Some researchers said that Acuna’s software had got it wrong entirely and flagged similar — but not matching — images. For instance, Priyamvada Acharya, at Duke University in Durham, North Carolina, asked Acuna to delete his posting about a paper he had co-authored, which showed similar views of the same molecule. “We appreciate your intention and strongly support the effort. However, the implementation needs to be tweaked. Some evaluation or curating by a human is essential,” he and co-authors wrote in a letter. As a result of the feedback, Acuna has removed around one-third of the analyses from his website, and set the site’s listings to private-access, so that authors can only see his findings if they obtain an access key from him.

Overall, automated screening of research papers is far from perfect, and “still needs an expert to interpret and understand”, says Jana Christopher, an image-integrity analyst in Heidelberg, Germany, who reviewed Acuna’s findings for Nature’s news team. She says some of the duplicates flagged by Acuna look problematic, but others don’t. More broadly, automated image-checking work still focuses too heavily on finding duplicates, and cannot yet pick up all forms of data manipulation, she says.

Room for improvement

One problem for software, says Acuna, is that the popular PDF file format can mangle automated tools’ ability to extract images. This May, for instance, Bik tweeted about an image duplication in a Nature paper on COVID-19, which also appeared in a February preprint version — but Acuna’s software didn’t pick that up, because of the PDF problem, he says. (The paper’s authors say they’ve asked for a correction; the journal says that it is looking into the issue). Researchers who work on automated software to spot errors in DNA and RNA sequences made the same complaint about the PDF format in May.

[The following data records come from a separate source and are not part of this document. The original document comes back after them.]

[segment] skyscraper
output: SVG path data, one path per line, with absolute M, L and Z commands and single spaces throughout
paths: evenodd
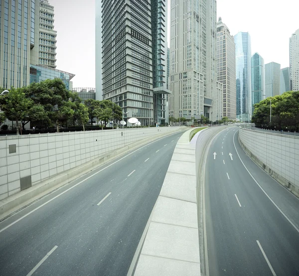
M 170 9 L 170 116 L 220 120 L 222 84 L 217 81 L 216 2 L 172 1 Z
M 125 121 L 137 117 L 146 125 L 165 120 L 166 4 L 103 0 L 97 5 L 96 98 L 118 104 L 128 112 Z
M 0 87 L 29 84 L 30 61 L 38 60 L 38 7 L 35 0 L 0 2 Z
M 291 90 L 299 91 L 299 29 L 290 38 Z
M 270 62 L 265 65 L 266 98 L 280 94 L 280 64 Z
M 254 106 L 265 98 L 265 64 L 264 59 L 256 53 L 251 58 L 251 88 L 252 90 L 252 113 Z
M 224 52 L 223 49 L 226 50 Z M 236 119 L 235 51 L 234 37 L 219 17 L 217 24 L 217 80 L 223 84 L 223 117 L 230 120 Z
M 237 118 L 242 122 L 251 119 L 251 39 L 248 32 L 234 36 L 236 44 Z
M 290 67 L 286 67 L 281 69 L 280 71 L 280 95 L 286 91 L 291 91 L 291 84 L 290 80 Z
M 54 30 L 54 7 L 48 0 L 39 1 L 38 64 L 55 68 L 57 31 Z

With tens of thousands of preprints, reviewed papers, commentaries, letters and editorials published on the new coronavirus so far this year, numerous researchers have worried about low-quality research, errors, wasted effort and opportunism or even fraud. Scientists have warned of a “deluge of poor-quality research” and are being swamped with review requests as journals try to rush out peer-reviewed results.

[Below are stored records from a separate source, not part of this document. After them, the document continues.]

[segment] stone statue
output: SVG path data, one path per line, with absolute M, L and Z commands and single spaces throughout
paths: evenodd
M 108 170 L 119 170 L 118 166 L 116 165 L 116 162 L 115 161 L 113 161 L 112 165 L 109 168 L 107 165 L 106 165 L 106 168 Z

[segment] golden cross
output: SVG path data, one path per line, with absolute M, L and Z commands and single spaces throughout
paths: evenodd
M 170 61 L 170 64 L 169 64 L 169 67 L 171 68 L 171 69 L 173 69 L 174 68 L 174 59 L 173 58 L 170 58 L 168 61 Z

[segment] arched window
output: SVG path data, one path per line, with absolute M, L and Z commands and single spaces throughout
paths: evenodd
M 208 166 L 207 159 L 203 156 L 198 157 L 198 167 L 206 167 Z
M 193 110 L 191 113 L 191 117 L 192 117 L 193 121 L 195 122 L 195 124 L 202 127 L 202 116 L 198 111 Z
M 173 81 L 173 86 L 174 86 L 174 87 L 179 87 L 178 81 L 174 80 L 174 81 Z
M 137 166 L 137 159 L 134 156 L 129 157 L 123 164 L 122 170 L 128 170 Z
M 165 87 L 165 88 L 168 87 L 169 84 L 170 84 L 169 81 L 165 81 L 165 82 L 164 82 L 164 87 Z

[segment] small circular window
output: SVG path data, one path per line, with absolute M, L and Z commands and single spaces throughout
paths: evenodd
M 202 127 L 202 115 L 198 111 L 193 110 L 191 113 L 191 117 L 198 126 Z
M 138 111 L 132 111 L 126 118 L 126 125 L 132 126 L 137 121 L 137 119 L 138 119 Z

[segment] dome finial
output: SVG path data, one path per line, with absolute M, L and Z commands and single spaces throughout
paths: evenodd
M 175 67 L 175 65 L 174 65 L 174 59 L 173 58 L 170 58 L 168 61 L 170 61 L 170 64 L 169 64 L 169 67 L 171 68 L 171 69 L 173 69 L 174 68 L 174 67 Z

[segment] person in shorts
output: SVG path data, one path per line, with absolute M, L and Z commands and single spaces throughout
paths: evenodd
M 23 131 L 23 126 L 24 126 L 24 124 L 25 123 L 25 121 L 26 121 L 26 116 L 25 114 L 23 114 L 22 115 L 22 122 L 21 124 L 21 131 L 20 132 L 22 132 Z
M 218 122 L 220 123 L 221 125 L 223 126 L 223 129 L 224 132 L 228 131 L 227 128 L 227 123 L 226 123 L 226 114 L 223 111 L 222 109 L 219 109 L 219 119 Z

Overall, more than 20 research studies about COVID-19 have been withdrawn or retracted from preprint servers or journals, according to the media site Retraction Watch. But it’s premature to conclude that such work is being retracted at higher rates than the rest of the literature, the site’s journalists wrote in a paper this month. Greater scrutiny of COVID-19 papers means that flaws are being detected more frequently than they might otherwise, they added.

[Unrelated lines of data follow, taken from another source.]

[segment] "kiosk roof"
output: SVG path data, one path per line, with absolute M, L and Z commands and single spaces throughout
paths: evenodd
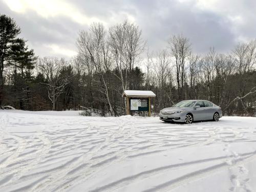
M 155 97 L 156 94 L 151 91 L 125 90 L 122 97 L 139 96 L 143 97 Z

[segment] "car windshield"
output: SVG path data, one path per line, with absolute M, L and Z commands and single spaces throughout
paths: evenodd
M 177 103 L 174 106 L 178 106 L 179 108 L 190 108 L 193 106 L 195 102 L 196 101 L 182 101 Z

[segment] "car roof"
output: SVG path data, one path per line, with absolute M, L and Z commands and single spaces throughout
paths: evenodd
M 210 101 L 209 101 L 208 100 L 204 100 L 204 99 L 188 99 L 188 100 L 182 100 L 181 101 L 203 101 L 210 102 Z

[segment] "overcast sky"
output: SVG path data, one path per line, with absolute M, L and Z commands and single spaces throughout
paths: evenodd
M 75 55 L 78 32 L 94 22 L 139 26 L 152 50 L 183 33 L 193 51 L 228 52 L 256 37 L 255 0 L 0 0 L 0 13 L 16 21 L 20 36 L 40 56 Z

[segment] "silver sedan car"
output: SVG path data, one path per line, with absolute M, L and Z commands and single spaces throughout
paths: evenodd
M 165 122 L 191 123 L 194 121 L 213 120 L 219 121 L 222 111 L 219 106 L 205 100 L 182 101 L 173 107 L 160 111 L 160 119 Z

Acuna says that he intends to keep up his automated end of that scrutiny — although he knows that duplicated images are only a small part of wider concerns. He’ll carry on analysing COVID-19 preprints — now at 5,500 on bioRxiv and medRxiv, and rising — notifying the authors of any issues first, and only making concerns public if they don’t respond. (Some authors haven’t responded to concerns raised in Acuna’s first batch of analyses, or to Nature’s requests for comment.) Acuna will compare their images to a much larger set of research papers on the database PubMed, which could pick up other instances of image re-use. “I like authors to be aware that someone is doing this,” he says.